Private sector employment showed another notable decline in the month of April, according to a report released by Automatic Data Processing, Inc. (ADP) on Wednesday, although the decrease in jobs was much smaller than economists had expected.

The report showed that non-farm private employment fell by 491,000 jobs in April following a revised decrease of 708,000 jobs in March.
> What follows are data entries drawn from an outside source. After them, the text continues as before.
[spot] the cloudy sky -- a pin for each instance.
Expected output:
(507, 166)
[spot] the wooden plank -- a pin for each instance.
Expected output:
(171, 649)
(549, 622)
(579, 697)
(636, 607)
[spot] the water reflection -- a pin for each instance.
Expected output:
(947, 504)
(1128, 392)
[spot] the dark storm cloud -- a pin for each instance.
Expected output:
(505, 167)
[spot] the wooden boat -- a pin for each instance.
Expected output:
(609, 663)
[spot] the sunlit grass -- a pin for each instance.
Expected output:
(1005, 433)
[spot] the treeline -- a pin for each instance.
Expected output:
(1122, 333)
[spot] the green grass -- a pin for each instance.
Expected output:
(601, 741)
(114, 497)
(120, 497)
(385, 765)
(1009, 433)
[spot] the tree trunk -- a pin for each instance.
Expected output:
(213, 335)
Economists had expected a decrease of 645,000 jobs compared to the loss of 742,000 jobs originally reported for the previous month.

The smaller than expected decrease in private sector jobs marked the smallest monthly decrease since a loss of 352,000 jobs in October 2008.

Peter Boockvar, equity strategist at Miller Tabak, noted that the ADP report could reflect the static level of firing suggested by the recent plateau in initial jobless claims

However, he noted, Continuing claims moving higher reflects the difficulty in finding new jobs and will result in the unemployment rate moving still higher.

Either way, we'll take less bad, as it's the new good, Boockvar added.

The ADP report showed that employment in the service-providing sector fell by 229,000 jobs in April, while employment in the goods-producing sector declined by 262,000 jobs.

The decrease in employment in the goods-producing sector reflected the thirty-eighth consecutive monthly decline in manufacturing jobs, which fell by 159,000.

While large businesses lost 77,000 jobs, medium-size businesses and small-size businesses lost 231,000 jobs and 183,000 jobs, respectively.

ADP said that the decreases in employment at medium and small-size businesses indicate that the recession continues to spread beyond manufacturing and housing-related activities to almost every area of the economy.

While the ADP report points to continued weakness in the labor market, it presents another sign that the economy is stabilizing and is likely to generate some optimism about the Labor Department's monthly employment report due to be released on Friday.

Economists currently expect the Labor Department report, which includes government jobs, to show that employment fell by 620,000 jobs in April following a decrease of 663,000 jobs in March. The unemployment rate is expected to rise to a twenty-five year high of 8.9 percent.